The time of the play is after the Trojan War. The women have all been gathered up and they are waiting by the walls of Troy to find out their fate–who they have been awarded to as a prize. The play is a kind of first in Greek plays in that the main characters are not only all women but the story is about the women. As one would expect, there is lots of crying out against fate. Andromache bemoans all women’s fate when she wonders how it is that women who are good and do as they are taught, who marry, have children, and obey their husbands should suffer being turned into a slaves and given to other men. She, Hector’s wife, has been given to Achilles’ son, the son of the man who killed her husband. Andromache rightly wonders

        I shall do service in the hall
Of them that slew…. How? Shall I thrust aside
Hector’s beloved face, and open wide
My heart to this new lord? Oh, I should stand
A traitor to the dead! And if my hand
And flesh shrink from him … lo, wrath and despite
O’er all the house, and I a slave!

Among the women awaiting their fate is Helen herself. The women of Troy all hate her and Hecuba, King Priam’s wife, wishes her dead. But curiously, when Menelaus comes to claim Helen and kill her, Hecuba says that he should let Helen speak first, that she has the right to do so. Of course Helen’s speech convinces Menelaus not to kill her and the women send Helen off with curses.

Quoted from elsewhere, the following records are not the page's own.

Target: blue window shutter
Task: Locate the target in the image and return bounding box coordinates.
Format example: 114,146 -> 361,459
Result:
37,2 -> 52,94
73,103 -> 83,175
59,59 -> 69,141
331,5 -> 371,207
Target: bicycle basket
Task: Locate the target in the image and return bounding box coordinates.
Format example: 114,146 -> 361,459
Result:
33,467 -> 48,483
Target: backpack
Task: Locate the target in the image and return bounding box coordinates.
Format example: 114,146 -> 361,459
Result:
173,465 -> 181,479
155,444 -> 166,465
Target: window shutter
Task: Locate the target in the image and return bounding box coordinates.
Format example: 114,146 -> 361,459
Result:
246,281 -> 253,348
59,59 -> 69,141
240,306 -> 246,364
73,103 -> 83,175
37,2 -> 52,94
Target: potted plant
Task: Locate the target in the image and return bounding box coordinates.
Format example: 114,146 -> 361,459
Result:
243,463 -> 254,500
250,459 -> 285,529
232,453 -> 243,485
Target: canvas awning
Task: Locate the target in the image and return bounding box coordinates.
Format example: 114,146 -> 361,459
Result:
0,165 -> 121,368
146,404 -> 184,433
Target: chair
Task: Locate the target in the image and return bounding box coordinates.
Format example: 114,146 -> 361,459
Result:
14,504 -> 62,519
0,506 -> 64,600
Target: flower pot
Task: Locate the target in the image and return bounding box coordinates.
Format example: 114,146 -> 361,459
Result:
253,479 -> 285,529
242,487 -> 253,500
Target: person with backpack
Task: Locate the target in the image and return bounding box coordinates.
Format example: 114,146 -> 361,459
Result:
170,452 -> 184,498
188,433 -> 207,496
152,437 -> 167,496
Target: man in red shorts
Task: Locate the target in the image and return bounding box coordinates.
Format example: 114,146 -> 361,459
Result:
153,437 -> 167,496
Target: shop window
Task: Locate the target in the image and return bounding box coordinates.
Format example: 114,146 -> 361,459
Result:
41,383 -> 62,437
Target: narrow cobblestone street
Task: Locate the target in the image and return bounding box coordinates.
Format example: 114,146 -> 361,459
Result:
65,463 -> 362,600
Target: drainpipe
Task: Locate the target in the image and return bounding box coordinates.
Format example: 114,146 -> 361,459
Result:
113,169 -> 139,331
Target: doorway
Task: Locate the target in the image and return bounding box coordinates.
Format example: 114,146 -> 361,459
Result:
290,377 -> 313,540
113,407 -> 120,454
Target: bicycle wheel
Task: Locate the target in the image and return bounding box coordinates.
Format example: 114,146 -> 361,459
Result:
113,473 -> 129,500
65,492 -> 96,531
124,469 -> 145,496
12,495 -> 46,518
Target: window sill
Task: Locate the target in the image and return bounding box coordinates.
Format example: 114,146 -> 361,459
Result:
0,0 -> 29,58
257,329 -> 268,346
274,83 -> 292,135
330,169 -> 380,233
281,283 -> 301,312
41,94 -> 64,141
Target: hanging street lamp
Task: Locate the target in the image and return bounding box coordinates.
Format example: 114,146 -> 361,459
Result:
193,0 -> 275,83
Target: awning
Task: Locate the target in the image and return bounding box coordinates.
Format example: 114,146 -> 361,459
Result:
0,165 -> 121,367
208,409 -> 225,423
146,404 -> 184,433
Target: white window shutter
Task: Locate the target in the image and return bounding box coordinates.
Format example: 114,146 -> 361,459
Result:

A very affecting part of the play is the burial of Hector’s son. He is a young toddler and has been killed by being thrown down from the wall of Troy by the Greeks. He is brought to the women who are allowed to bury him with Hector’s shield. The boy’s wounds are bound and he is made symbolically whole. As she lays the boy out on Hector’s shield, Hecuba grieves for both son and grandson:

Child, they have left thee beggared of all else
In Hector’s house; but one thing shalt thou keep,
This war-shield bronzen-barred, wherein to sleep.
Alas, thou guardian true of Hector’s fair
Left arm, how art thou masterless! And there
I see his handgrip printed on thy hold;
And deep stains of the precious sweat, that rolled
In battle from the brows and beard of him,
Drop after drop, are writ about thy rim.

More than anything, it is the details that got to me, the details someone grieving would notice.

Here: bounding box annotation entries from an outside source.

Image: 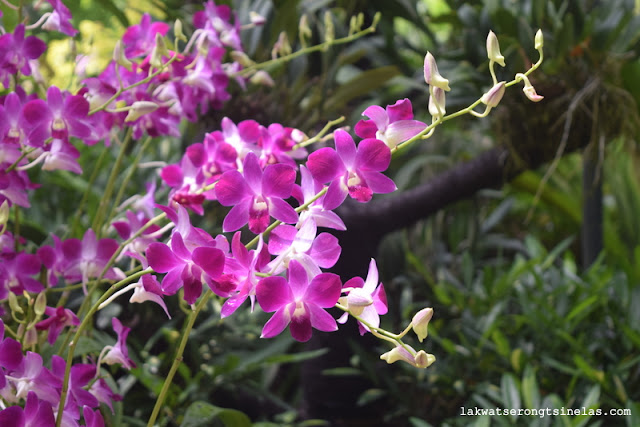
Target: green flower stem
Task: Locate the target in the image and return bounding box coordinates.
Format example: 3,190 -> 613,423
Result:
291,116 -> 345,151
107,136 -> 152,224
89,52 -> 178,116
69,147 -> 109,239
335,303 -> 415,354
147,290 -> 213,427
234,12 -> 381,78
6,147 -> 37,172
56,268 -> 153,427
78,212 -> 167,317
91,128 -> 133,239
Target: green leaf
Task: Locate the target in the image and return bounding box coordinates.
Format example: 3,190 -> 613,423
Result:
181,401 -> 251,427
325,65 -> 400,111
500,374 -> 521,418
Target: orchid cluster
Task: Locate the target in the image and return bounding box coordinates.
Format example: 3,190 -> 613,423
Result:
0,0 -> 542,426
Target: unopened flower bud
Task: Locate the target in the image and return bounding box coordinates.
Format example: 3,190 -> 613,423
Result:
487,31 -> 506,67
124,101 -> 158,122
429,86 -> 447,118
324,10 -> 336,43
413,350 -> 436,369
298,15 -> 313,47
534,30 -> 544,50
249,10 -> 267,25
113,40 -> 133,71
249,70 -> 275,87
0,200 -> 10,232
411,308 -> 433,342
480,82 -> 505,108
380,346 -> 436,369
173,19 -> 187,42
231,50 -> 255,67
516,73 -> 544,102
33,292 -> 47,317
424,52 -> 451,91
8,292 -> 24,314
271,31 -> 292,59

Hecuba has most of the speeches in the play. She is a highly interesting character. A strong woman, still a queen in action if not in title, she frequently says she has been abandoned by the Gods and even suggests once that the Gods do not exist at all. She can’t seem to abandon them entirely, but neither can she pray to them. Toward the end of the play she has a powerful speech in which she says:

Lo, I have seen the open hand of God;
And in it nothing, nothing, save the rod
Of mine affliction, and the eternal hate,
Beyond all lands, chosen and lifted great
For Troy! Vain, vain were prayer and incense-swell
And bulls’ blood on the altars!… All is well.
Had He not turned us in His hand, and thrust
Our high things low and shook our hills as dust,
We had not been this splendour, and our wrong
An everlasting music for the song
Of earth and heaven!

This is one of the main ideas of the play, how is it that if you do everything you are supposed to, bad things still happen? A question we still have no answer for.

Reading the play through dailylit felt fragmented at times and I wondered how I was going to manage to pull it all together and make sense of it. I did, eventually, but it was a bit anxiety producing. I don’t know if it was because I chose to read a play or because it was just a short piece of reading each day. Perhaps I will try a novel or something and see if it is a different experience. If you haven’t read Trojan Women though, I recommend it. You may want to try reading it out of a book instead of via 20 emails.